There are some pretty appealing aspects to autonomous driving, that’s for sure. Widespread adoption might be many years off, but this is what Google has proven itself as doing best: thinking well ahead of the curve. “The vehicles will be very basic — we want to learn from them and adapt them as quickly as possible — but they will take you where you want to go at the push of a button,” Google said. “And that’s an important step toward improving road safety and transforming mobility for millions of people.”
The company added that it will be building about 100 of the prototypes (seen on the left, with an artist’s rendering on the right), and later this summer, “our safety drivers will start testing early versions of these vehicles that have manual controls.” In a few years, Google is hoping to run a pilot program in its home state of California.
Overall, the public seems fairly split on the subject of self-driving cars.
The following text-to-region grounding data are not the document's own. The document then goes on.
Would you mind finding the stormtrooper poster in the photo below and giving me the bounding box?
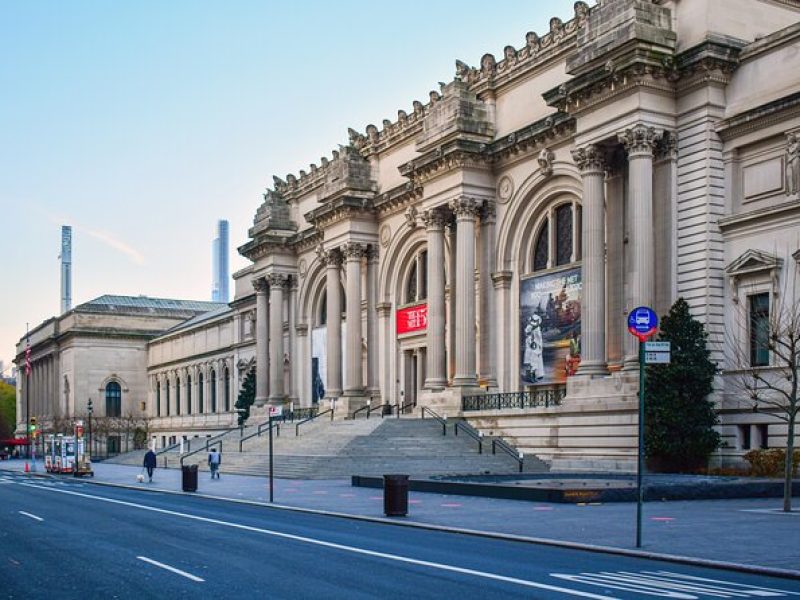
[519,266,582,386]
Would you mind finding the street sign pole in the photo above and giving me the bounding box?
[268,415,274,503]
[637,339,645,549]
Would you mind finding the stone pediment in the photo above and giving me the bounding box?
[415,80,494,153]
[725,249,783,277]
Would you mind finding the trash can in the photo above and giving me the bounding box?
[181,464,198,492]
[383,474,409,517]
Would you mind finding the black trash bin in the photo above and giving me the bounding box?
[182,464,198,492]
[383,474,409,517]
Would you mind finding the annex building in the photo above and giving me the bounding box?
[17,0,800,470]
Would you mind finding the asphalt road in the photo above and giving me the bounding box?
[1,471,799,599]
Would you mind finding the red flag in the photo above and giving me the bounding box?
[25,337,31,377]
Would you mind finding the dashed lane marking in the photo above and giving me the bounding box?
[137,556,204,582]
[18,511,44,522]
[20,483,618,599]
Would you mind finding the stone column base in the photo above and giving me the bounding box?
[417,386,486,418]
[333,395,370,419]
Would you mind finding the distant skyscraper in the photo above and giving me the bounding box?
[212,220,230,303]
[60,225,73,314]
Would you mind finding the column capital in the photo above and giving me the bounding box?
[480,199,496,223]
[366,244,380,263]
[448,197,482,219]
[266,272,289,288]
[655,130,678,161]
[252,278,268,293]
[618,125,661,157]
[342,242,367,261]
[571,144,606,174]
[318,246,343,267]
[421,207,448,231]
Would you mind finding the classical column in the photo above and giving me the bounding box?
[268,273,288,403]
[572,144,608,376]
[446,219,457,382]
[619,125,660,369]
[253,278,269,406]
[366,246,379,397]
[323,248,343,398]
[479,201,498,388]
[343,243,365,395]
[288,278,298,402]
[422,208,447,390]
[449,197,481,387]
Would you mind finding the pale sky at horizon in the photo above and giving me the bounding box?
[0,0,579,372]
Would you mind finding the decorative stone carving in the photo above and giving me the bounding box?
[497,175,514,204]
[404,205,419,228]
[252,278,268,293]
[537,148,555,177]
[480,53,497,76]
[449,197,482,218]
[319,248,343,267]
[480,200,497,222]
[297,258,307,278]
[379,224,391,248]
[421,207,448,230]
[366,244,379,263]
[526,31,540,52]
[571,144,605,172]
[786,132,799,196]
[342,242,367,260]
[618,125,661,156]
[266,273,289,288]
[656,131,678,161]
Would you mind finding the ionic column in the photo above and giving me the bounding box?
[479,201,498,388]
[572,144,608,376]
[366,246,379,397]
[323,249,343,398]
[619,125,660,369]
[449,197,481,387]
[422,208,447,390]
[267,273,288,403]
[253,278,269,406]
[343,243,365,395]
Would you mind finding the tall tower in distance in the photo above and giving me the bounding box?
[60,225,73,313]
[211,219,230,303]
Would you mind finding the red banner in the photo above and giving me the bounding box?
[396,304,428,335]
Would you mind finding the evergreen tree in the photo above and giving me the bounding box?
[235,370,256,426]
[645,298,720,472]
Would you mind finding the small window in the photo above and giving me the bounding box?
[175,378,181,416]
[406,262,418,304]
[166,381,171,416]
[187,374,192,414]
[555,204,573,266]
[223,366,230,412]
[533,221,549,271]
[210,369,217,413]
[749,293,770,367]
[156,382,161,416]
[105,381,121,417]
[319,293,327,326]
[198,373,205,413]
[738,425,751,451]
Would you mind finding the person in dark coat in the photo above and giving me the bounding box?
[143,449,157,482]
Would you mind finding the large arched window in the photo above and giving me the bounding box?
[198,372,204,413]
[187,374,192,414]
[404,250,428,304]
[175,377,181,416]
[210,369,217,413]
[532,202,581,272]
[223,366,230,412]
[106,381,121,417]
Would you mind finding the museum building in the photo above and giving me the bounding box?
[17,0,800,469]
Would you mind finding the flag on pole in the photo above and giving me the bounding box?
[25,335,31,377]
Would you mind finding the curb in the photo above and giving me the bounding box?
[9,468,797,581]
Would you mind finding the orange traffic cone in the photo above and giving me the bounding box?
[24,462,29,473]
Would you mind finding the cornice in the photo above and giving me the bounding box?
[715,90,800,141]
[718,199,800,233]
[292,227,323,253]
[489,112,575,167]
[304,195,376,229]
[373,181,424,217]
[238,230,296,262]
[398,139,490,185]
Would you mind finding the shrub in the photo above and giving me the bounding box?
[743,448,800,477]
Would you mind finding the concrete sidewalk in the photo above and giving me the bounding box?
[3,458,798,572]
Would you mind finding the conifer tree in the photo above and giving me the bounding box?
[235,370,256,426]
[645,298,720,471]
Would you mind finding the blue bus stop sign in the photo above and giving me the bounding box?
[627,306,658,341]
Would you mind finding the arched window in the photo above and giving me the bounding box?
[319,292,327,326]
[165,380,171,416]
[198,372,204,413]
[404,250,428,304]
[531,202,581,272]
[223,366,230,411]
[156,382,161,416]
[106,381,121,417]
[175,377,181,415]
[210,369,217,413]
[187,374,192,414]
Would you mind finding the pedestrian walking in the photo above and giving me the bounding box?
[208,448,221,479]
[143,449,157,483]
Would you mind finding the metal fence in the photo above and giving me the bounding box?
[462,388,565,412]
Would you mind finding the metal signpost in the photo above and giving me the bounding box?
[627,306,659,548]
[268,405,283,503]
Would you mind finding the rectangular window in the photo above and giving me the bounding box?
[738,425,751,451]
[757,424,769,449]
[107,435,120,455]
[749,293,770,367]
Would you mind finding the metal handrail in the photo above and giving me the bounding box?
[462,388,565,412]
[295,408,333,436]
[492,437,524,473]
[350,404,372,419]
[454,421,482,454]
[239,420,280,452]
[156,439,186,456]
[395,401,415,418]
[178,428,237,467]
[421,406,447,435]
[373,404,394,418]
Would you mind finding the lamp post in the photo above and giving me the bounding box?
[87,398,93,459]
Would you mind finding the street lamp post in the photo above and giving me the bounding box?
[87,398,93,459]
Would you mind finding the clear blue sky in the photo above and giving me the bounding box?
[0,0,579,372]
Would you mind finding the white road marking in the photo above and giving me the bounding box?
[550,570,800,599]
[136,556,204,582]
[20,483,616,599]
[18,511,44,522]
[740,509,800,517]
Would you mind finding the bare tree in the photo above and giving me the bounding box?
[727,262,799,512]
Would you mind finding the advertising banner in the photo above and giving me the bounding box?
[396,303,428,335]
[519,266,581,386]
[311,324,346,404]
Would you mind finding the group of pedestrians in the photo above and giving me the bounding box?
[141,447,222,483]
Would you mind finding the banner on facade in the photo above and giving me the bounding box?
[519,266,581,386]
[396,303,427,335]
[311,324,346,404]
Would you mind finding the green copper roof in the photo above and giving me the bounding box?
[75,295,226,316]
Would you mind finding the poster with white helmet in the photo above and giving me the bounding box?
[520,266,582,385]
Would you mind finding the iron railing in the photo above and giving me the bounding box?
[295,408,334,436]
[453,421,482,453]
[238,420,281,452]
[178,428,238,467]
[462,388,565,412]
[421,406,447,435]
[492,437,524,473]
[351,403,394,419]
[395,401,416,418]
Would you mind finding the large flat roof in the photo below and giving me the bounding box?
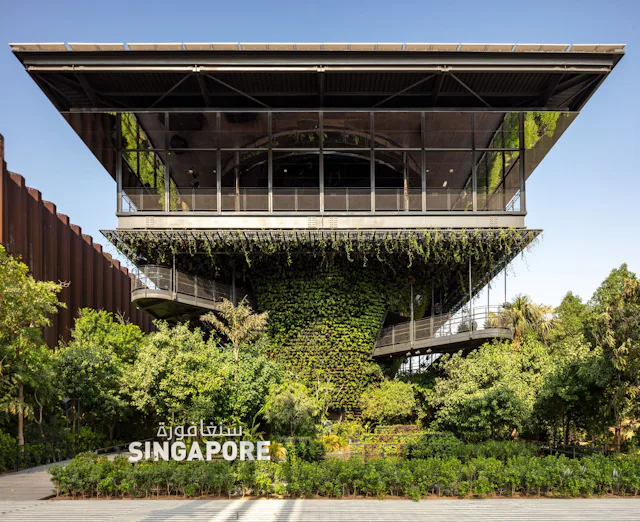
[11,42,624,111]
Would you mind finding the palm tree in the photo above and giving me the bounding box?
[500,295,556,345]
[201,298,268,362]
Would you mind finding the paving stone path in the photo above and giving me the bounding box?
[0,498,639,521]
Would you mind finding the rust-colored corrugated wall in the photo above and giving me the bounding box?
[0,133,153,345]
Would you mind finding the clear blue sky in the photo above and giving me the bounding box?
[1,0,639,307]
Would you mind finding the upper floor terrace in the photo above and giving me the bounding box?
[11,42,624,231]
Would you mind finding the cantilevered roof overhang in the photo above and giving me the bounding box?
[10,42,624,111]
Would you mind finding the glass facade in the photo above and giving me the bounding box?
[64,110,576,214]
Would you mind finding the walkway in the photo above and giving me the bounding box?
[373,305,513,358]
[0,453,124,501]
[0,498,639,521]
[0,461,60,501]
[131,266,248,323]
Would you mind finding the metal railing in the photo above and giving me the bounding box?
[121,187,518,213]
[376,305,509,349]
[132,265,237,304]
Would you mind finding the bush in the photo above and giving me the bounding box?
[360,381,417,425]
[0,431,17,472]
[50,452,640,499]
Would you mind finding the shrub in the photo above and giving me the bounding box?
[360,381,417,425]
[49,452,640,500]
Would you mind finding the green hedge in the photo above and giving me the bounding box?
[50,452,640,499]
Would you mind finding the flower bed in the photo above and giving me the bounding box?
[50,452,640,500]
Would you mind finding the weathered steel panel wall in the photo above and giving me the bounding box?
[0,133,153,345]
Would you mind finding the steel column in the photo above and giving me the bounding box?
[472,113,477,212]
[370,112,375,211]
[116,113,122,213]
[519,112,526,212]
[319,111,324,212]
[164,112,170,211]
[217,112,222,213]
[268,112,273,212]
[421,112,427,212]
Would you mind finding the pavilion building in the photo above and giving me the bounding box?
[11,42,623,402]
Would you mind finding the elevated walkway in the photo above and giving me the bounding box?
[372,305,512,358]
[132,266,245,323]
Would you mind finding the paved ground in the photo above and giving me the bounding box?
[0,461,60,501]
[0,453,125,501]
[0,498,639,521]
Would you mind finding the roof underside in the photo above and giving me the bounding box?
[11,43,624,111]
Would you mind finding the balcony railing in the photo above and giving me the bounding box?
[122,187,519,213]
[132,265,239,304]
[375,305,510,350]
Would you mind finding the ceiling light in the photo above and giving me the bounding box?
[284,168,288,173]
[442,181,448,187]
[449,169,454,173]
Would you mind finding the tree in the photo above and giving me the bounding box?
[128,322,280,425]
[67,308,145,364]
[500,295,556,345]
[534,342,610,444]
[55,344,127,440]
[430,338,553,441]
[589,265,640,448]
[201,298,268,363]
[359,380,418,425]
[264,381,319,437]
[0,246,63,447]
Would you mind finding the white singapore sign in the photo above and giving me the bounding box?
[128,421,270,463]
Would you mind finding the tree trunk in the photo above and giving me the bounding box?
[17,383,24,448]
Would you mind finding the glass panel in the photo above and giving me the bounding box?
[63,112,117,176]
[272,151,320,188]
[374,112,421,148]
[323,112,371,148]
[272,113,320,148]
[220,150,269,211]
[132,112,166,149]
[169,151,217,212]
[374,150,421,211]
[523,112,576,179]
[168,113,217,150]
[424,112,473,149]
[122,150,166,212]
[323,150,371,189]
[424,151,473,211]
[476,151,520,211]
[220,113,268,149]
[475,112,519,150]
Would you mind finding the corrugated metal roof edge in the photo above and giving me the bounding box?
[9,42,627,53]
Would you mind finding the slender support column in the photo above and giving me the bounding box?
[268,112,273,212]
[519,112,526,212]
[172,253,176,300]
[472,113,477,212]
[469,256,473,330]
[319,112,324,212]
[403,151,409,211]
[410,283,414,346]
[421,113,427,212]
[234,151,240,212]
[370,112,375,211]
[430,283,435,337]
[164,112,170,211]
[116,113,122,213]
[504,266,507,304]
[217,112,222,213]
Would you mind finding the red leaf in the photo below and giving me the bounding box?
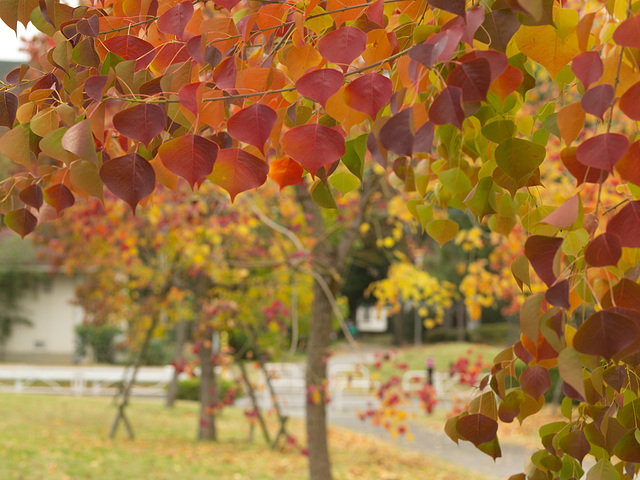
[462,6,486,45]
[19,184,43,210]
[456,414,498,447]
[269,156,303,190]
[296,69,343,108]
[61,119,98,164]
[571,51,603,90]
[558,431,590,465]
[409,42,446,68]
[282,124,346,177]
[576,133,629,173]
[367,0,384,26]
[573,310,639,360]
[103,35,156,71]
[178,82,201,115]
[113,103,166,146]
[43,184,75,214]
[99,153,156,213]
[428,86,465,130]
[378,109,414,156]
[560,146,607,185]
[211,56,237,91]
[606,200,640,248]
[427,25,463,63]
[208,148,269,201]
[84,75,108,102]
[413,121,434,154]
[158,135,218,189]
[151,42,190,72]
[427,0,466,17]
[585,233,622,267]
[601,278,640,312]
[458,49,507,82]
[211,0,241,10]
[545,280,569,309]
[227,103,277,153]
[613,12,640,49]
[475,9,520,53]
[317,26,367,72]
[344,73,393,120]
[0,91,18,128]
[541,195,579,228]
[519,365,551,401]
[157,1,193,37]
[77,15,100,38]
[524,235,563,287]
[3,208,37,238]
[619,81,640,121]
[490,65,524,101]
[580,84,614,120]
[447,58,491,102]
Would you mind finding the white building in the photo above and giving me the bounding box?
[2,274,82,363]
[0,234,82,364]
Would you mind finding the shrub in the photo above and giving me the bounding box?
[75,324,121,364]
[176,377,242,403]
[468,323,510,346]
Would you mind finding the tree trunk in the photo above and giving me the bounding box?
[198,328,218,441]
[456,301,466,342]
[166,320,188,408]
[238,359,271,445]
[306,277,334,480]
[392,314,403,346]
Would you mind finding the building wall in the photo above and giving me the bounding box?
[2,274,82,364]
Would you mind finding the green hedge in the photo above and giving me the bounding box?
[176,377,241,402]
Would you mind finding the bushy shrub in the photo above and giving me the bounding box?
[468,323,510,346]
[176,377,242,403]
[75,324,121,364]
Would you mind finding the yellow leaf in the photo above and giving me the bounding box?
[425,219,459,246]
[557,102,585,146]
[0,126,31,168]
[515,25,580,80]
[285,44,323,81]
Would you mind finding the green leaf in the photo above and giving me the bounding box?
[511,255,531,291]
[495,137,547,183]
[561,396,572,419]
[563,229,589,257]
[416,205,433,232]
[40,127,77,165]
[481,119,516,143]
[329,171,360,196]
[425,219,459,246]
[438,167,472,198]
[70,160,103,200]
[464,176,497,221]
[586,459,620,480]
[558,347,586,401]
[310,179,338,209]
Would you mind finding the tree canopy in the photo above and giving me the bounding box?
[3,0,640,478]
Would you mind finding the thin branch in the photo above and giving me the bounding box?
[250,199,306,252]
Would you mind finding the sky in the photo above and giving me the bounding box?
[0,23,36,62]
Many are reluctant to relinquish control of the vehicle to a piece of software, and for perfectly understandable reasons. The premise of self-driving cars, though, is that statistically, software will make fewer errors than humans on a large scale. This obviously remains to be seen, but early testing has shown some promise.
The vehicle is currently limited to 25 miles per hour and “on the inside, we’ve designed for learning, not luxury, so we’re light on creature comforts, but we’ll have two seats (with seatbelts), a space for passengers’ belongings, buttons to start and stop, and a screen that shows the route — and that’s about it,” Google said. This car is truly about the technology, not about the creature comforts — those will come later. It uses sensors that negate blind spots and can detect objects at distance of more than two football fields in every direction.
Google is far from the only company working toward this goal. Toyota and Nissan both have active autonomous driving programs, as do BMW and Ford. This is likely good for Google, as a serious movement in the self-driving car sector is going to take the weight of the industry behind it to push it forward.